The image of Chinese Communist Party cadres forcing birth control, sterilization and abortion on Tibetan women has contributed to the rage of a generation of human-rights activists in the West.

But according to a new study led by Mel Goldstein, director of the Centre of Research on Tibet, at Case Western Reserve University in Cleveland, Ohio, changing socio-economic circumstances and a more active family-planning campaign by authorities are the driving factors behind a desire for smaller families in the Tibet Autonomous Region, or TAR. These reasons and “not forced abortions and sterilizations” determine family size, he says.

The study, to be published in the China Journal in Australia in January, “highlights the dangers of using refugee reports and anecdotal evidence to interpret highly politicized situations,” say Goldstein and fellow authors Ben Jiao, Cynthia Beall and Phuntsog Tsering. Their view contrasts sharply with reports from some human-rights and Tibet advocacy groups that glean information from among hundreds of Tibetans who flee Chinese rule every year.

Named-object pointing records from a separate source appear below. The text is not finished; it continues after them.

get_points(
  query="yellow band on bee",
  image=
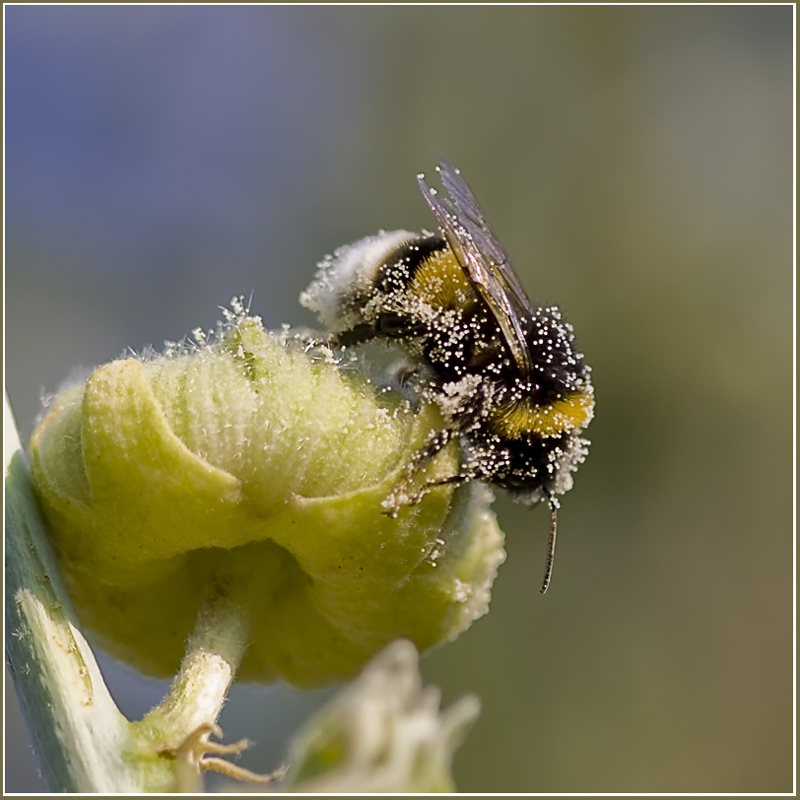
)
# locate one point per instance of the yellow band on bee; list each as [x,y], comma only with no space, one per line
[441,283]
[524,418]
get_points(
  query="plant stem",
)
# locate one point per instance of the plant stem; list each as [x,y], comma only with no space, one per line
[77,730]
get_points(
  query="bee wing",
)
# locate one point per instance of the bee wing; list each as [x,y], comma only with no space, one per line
[483,259]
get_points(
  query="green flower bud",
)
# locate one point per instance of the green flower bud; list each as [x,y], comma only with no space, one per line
[248,468]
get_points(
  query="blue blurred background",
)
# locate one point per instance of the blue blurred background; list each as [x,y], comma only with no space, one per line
[637,164]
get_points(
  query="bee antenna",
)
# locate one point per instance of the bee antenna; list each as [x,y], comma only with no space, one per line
[551,545]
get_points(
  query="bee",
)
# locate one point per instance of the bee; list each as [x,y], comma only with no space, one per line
[506,375]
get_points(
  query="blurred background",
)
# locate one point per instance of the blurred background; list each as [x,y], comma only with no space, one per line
[637,164]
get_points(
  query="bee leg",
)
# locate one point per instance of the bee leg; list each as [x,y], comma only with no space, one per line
[413,499]
[419,460]
[551,545]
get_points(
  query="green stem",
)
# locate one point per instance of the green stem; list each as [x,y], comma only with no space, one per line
[84,743]
[199,689]
[76,728]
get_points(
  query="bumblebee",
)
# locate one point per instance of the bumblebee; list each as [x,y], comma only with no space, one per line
[506,375]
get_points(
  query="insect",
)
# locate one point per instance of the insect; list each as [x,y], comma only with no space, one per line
[506,375]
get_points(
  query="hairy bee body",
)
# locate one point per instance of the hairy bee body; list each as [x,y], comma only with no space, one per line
[506,376]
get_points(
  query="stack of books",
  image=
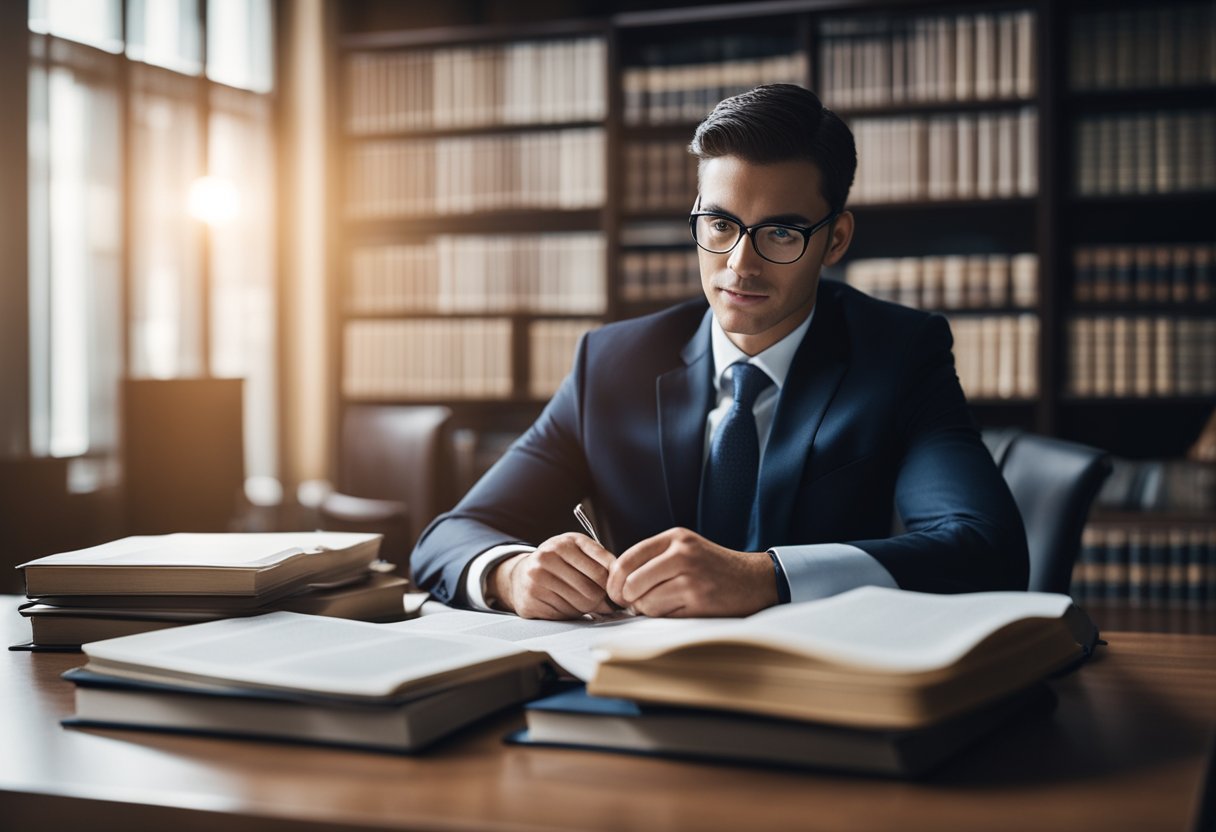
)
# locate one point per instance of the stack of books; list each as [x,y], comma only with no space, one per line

Family-planning rules were extended to rural areas in the TAR in 1984, but in the early 1990s the authorities stepped up their campaign. The result was massive human-rights violations, according to some activists. “Tibetan women are often coerced to submit to abortions and sterilization operations. These women are further coerced by PRC [People’s Republic of China] threats to arrest and imprison their husbands if they do not submit to abortion and sterilization procedures,” the International Committee of Lawyers for Tibet, based in Berkeley, California, said in a report submitted to the United Nations in 1994. The group later changed its name to the Tibet Justice Centre.

Such accounts became a high-profile part of the outside world’s view of the Chinese presence in Tibet. In September, delegates to the World Conference Against Racism were told by a Tibetan exile of a Tibetan town where 300 women were sterilized or forced to have abortions by authorities.

In February 2000, the Tibet Information Network reported that a two-child limit had been imposed on families in Ngamring county. This was backed up by reports from the Dalai Lama’s exiled government of a plan to reduce, “the numbers of children that Tibetan workers and urban residents in the prefecture can have from two to one and from three to two for farmers and herders.”

But Goldstein’s team say they found no evidence of a two-child limit on families in Ngamring or any of the other places that it surveyed as part of a four-year study on the impact of Chinese reforms on rural Tibet.

Though birth-control regulations are increasingly being extended to rural areas, they are either not enforced or fines are low enough that they cannot be described as coercive, he suggests. The study came across no cases of forced contraception. “If there are such examples, the data in this study suggest they are exceptions to the rule,” says Goldstein. “It isn’t a policy.” The authors say their researchers were ethnic Tibetans and were not accompanied by Chinese officials.

The issue seems not even to exist for the rural population of the TAR, according to the report. “No formal or informal discussions with villagers about family planning, birth limits or local problems revealed even a hint of forced abortions, despite open complaints about many other aspects of rural life and government rules,” it says.

Why such a disparity between the information from activist groups and Goldstein’s study? One reason may be that they looked in different places. The Goldstein study focused on rural areas in the TAR. “But,” says John Ackerly, of the Washington-based International Campaign for Tibet, “abuses occur mainly in the cities where there are Chinese populations and work units are trying to enforce family-planning policies.”

Some of the worst incidents are in the large Tibetan areas outside the TAR. The greatest abuses, such as forced sterilization and abortions, are in Qinghai province, especially in counties where Tibetans are a minority, says Ackerly, who agrees abuses are not part of a systematic policy.